Although Mr Woo believes he broke no law in the special administrative region, where residents can worship freely, he agreed to sign an official document acknowledging his guilt, in order to protect colleagues who live in China full-time.
[…] “This is very, very unusual,” says [Bob Fu,] the China-born Christian pastor. “This is the first time I have ever heard of a Chinese religious authority issuing a letter, with a stamp, to a church leader in Hong Kong.”
“It is an escalation of mainland China’s assertiveness over Hong Kong activists. It certainly sets a dangerous precedent.” […] [Source]
Bob Fu’s China Aid Association (ChinaAid), a legal aid organization for mainland Christians, has recently reported the closing of several unofficial churches, or “house churches,” and religious schools in Guangdong, a region where provincial authorities had perviously laxly enforced state policies against private worship.
Up the coast In Zhejiang Province, officials were last year accused of engaging in a regional crackdown on Christianity after a series of demolitions and cross removals at officially-sanctioned churches (as opposed to the unregistered “house churches” mentioned above). While a leaked document last May revealed the regulation of “overly popular” forms of worship to be a provincial policy goal, local authorities have denied allegations of a campaign against Christianity in Wenzhou, a historically Christian region of Zhejiang. An update on the situation in Wenzhou from The Economist notes that provincial religious authorities have castigated local officials for the demolitions:
[…T]his month the provincial branches of the Catholic Patriotic Association and the Protestant Christian Council—two of the government bodies that administer the official churches allowed in China—each issued an open letter to provincial officials condemning the demolitions.
The letters accuse the party of violating its own commitment to the rule of law. They add that the incidents have damaged the Communist Party’s image at home and abroad. It is, says Yang Fenggang of Purdue University in Indiana, the first time that leaders of official churches have come out openly on the side of ordinary believers against the Communist Party.

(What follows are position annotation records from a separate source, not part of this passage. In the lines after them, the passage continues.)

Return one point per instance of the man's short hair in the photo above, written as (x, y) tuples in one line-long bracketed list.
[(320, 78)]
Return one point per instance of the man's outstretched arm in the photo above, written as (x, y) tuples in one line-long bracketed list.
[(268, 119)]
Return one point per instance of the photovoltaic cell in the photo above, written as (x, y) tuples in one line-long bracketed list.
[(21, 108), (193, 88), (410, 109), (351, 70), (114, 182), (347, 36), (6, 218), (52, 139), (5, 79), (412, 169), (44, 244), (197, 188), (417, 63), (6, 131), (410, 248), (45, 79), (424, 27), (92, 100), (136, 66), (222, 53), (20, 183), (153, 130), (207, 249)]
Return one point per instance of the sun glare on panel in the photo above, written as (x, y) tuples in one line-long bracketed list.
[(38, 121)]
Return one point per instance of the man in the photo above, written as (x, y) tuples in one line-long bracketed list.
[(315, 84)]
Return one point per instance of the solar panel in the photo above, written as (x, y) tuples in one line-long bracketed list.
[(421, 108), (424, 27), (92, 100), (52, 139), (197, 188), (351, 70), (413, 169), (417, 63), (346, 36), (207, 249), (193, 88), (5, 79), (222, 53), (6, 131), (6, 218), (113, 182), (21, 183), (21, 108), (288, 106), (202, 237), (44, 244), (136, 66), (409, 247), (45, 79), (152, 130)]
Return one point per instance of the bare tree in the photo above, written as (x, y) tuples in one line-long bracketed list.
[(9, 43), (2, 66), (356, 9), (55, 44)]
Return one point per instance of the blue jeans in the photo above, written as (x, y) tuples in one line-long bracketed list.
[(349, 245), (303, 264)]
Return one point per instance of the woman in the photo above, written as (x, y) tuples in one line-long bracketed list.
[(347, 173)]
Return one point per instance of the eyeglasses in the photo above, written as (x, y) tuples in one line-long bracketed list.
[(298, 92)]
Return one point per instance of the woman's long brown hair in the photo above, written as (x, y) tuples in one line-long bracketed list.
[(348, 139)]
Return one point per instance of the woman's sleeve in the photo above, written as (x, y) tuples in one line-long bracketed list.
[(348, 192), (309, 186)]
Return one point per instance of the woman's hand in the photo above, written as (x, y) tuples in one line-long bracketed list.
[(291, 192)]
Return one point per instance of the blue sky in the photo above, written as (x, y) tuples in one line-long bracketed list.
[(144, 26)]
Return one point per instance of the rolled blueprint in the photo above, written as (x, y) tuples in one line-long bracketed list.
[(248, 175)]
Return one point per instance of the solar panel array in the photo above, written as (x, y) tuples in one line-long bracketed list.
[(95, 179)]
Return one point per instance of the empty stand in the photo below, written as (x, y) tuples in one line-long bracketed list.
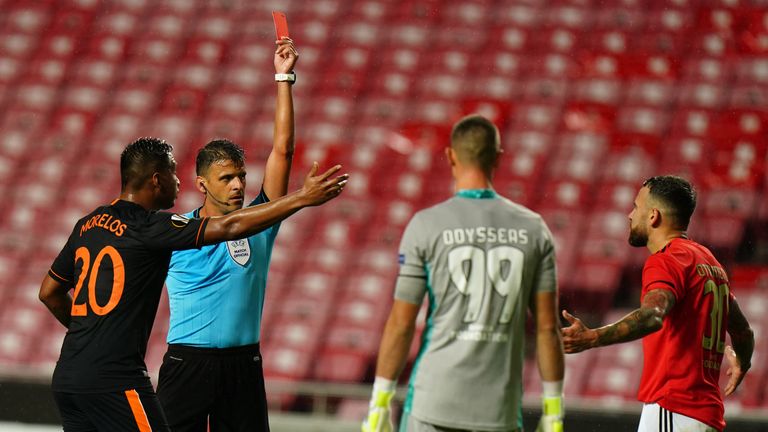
[(591, 98)]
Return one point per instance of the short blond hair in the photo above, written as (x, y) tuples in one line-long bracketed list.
[(475, 139)]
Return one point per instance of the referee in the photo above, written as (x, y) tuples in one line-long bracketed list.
[(212, 371)]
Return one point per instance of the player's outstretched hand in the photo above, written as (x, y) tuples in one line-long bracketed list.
[(577, 337), (286, 55), (319, 189), (735, 374), (551, 414), (378, 420), (550, 423)]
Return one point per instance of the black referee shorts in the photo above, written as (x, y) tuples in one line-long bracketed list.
[(222, 385), (128, 411)]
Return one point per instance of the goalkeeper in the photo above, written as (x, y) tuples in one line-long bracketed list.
[(482, 261)]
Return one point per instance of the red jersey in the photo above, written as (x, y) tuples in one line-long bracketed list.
[(682, 360)]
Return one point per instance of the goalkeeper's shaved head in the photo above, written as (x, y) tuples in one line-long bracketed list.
[(476, 142)]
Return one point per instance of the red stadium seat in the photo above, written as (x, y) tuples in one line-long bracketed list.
[(338, 366)]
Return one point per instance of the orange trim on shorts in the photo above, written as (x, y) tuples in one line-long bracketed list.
[(138, 411), (58, 275)]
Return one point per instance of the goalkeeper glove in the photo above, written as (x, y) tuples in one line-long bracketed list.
[(378, 419), (551, 408)]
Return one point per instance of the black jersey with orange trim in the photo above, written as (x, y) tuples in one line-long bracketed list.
[(116, 260)]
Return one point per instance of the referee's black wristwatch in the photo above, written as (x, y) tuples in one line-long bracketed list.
[(290, 77)]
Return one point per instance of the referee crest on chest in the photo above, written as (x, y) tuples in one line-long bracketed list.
[(239, 251)]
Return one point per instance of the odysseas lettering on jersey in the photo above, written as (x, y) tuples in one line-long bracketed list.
[(484, 234)]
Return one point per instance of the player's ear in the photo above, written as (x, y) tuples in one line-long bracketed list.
[(451, 156), (200, 184), (156, 179), (655, 217)]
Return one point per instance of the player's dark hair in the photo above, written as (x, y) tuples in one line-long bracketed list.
[(475, 139), (677, 194), (141, 159), (220, 150)]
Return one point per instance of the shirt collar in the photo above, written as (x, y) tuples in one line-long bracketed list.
[(477, 193)]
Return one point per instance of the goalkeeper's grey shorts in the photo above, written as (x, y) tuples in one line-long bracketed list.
[(410, 424)]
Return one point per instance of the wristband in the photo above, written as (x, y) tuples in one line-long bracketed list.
[(289, 77)]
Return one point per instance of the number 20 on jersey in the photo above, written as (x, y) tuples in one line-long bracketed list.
[(89, 274)]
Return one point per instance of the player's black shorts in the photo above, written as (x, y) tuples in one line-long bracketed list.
[(130, 411), (224, 385)]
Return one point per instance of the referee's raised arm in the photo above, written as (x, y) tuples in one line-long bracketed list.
[(317, 190)]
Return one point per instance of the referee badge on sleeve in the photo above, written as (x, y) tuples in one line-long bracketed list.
[(239, 250)]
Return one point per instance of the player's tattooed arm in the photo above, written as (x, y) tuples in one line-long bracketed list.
[(645, 320), (738, 357), (56, 298), (742, 336)]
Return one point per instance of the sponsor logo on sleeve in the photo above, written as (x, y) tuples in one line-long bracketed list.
[(239, 251), (179, 221)]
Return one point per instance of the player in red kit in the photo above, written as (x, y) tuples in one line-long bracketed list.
[(686, 309)]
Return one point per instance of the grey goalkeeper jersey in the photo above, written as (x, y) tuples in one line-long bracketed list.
[(478, 257)]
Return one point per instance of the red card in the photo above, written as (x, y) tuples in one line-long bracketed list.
[(281, 25)]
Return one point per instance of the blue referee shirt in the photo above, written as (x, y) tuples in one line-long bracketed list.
[(216, 293)]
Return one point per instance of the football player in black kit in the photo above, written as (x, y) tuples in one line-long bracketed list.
[(116, 260)]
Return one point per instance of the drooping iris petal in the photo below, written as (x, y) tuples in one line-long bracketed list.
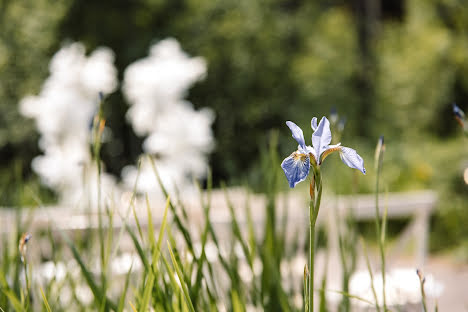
[(321, 137), (457, 111), (313, 123), (311, 150), (352, 159), (330, 149), (297, 133), (296, 168)]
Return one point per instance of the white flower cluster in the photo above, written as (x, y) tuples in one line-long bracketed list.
[(63, 112), (179, 136)]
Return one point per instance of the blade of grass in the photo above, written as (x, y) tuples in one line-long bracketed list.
[(177, 219), (181, 279), (95, 289), (370, 273), (46, 303), (124, 292), (138, 247), (147, 292)]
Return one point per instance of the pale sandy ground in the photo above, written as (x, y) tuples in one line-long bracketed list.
[(454, 277), (452, 274)]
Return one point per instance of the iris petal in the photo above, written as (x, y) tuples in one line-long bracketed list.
[(296, 168), (313, 123), (297, 133), (352, 159), (321, 137)]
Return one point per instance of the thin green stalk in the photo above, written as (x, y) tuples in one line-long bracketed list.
[(380, 237), (311, 254), (314, 207), (422, 280), (370, 273)]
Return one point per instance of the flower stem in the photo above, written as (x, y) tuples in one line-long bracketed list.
[(314, 207), (380, 235), (311, 254)]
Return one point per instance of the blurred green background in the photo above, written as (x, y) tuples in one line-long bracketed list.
[(390, 67)]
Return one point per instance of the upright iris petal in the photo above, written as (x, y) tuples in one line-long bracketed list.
[(352, 159), (296, 168), (322, 137), (297, 134)]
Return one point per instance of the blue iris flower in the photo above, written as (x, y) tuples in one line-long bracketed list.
[(297, 165)]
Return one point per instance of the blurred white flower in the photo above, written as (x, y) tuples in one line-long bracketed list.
[(177, 135), (63, 112), (401, 287)]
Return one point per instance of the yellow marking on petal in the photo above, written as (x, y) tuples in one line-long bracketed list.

[…] Zhejiang’s party chief is known for his hostility to Christianity. But Christians wonder whether the onslaught against their churches, which began in earnest in 2014, with a new wave this year, is being directed from Beijing. Xi Jinping, the Communist Party’s general secretary, visited the province in May. “I think it is hard to imagine that this second wave is happening without his approval,” says Mr Yang. A centrally directed campaign would be in step with other attacks on civil society around the country. In recent weeks several hundred human-rights lawyers and other activists have been rounded up [see prior coverage, via CDT].
Mr Xi is well aware of churches’ role in the fall of Communism in Eastern Europe. The Presbyterians also played a part in Taiwan’s democratisation. In May Mr Xi warned that religion in China should be “independent of foreign influence”. He has also reiterated that party members must not be religious believers. The issue of religious freedom is complicated by the fact that Islam and Buddhism are closely linked to two ethnic minorities, the Uighurs and the Tibetans, with restive tendencies and resentment over Han rule. […] [Source]
Last April the State Administration for Religious Affairs announced that it will “continue to promote the development of Christianity […] in a way compatible with the country’s path of socialism.”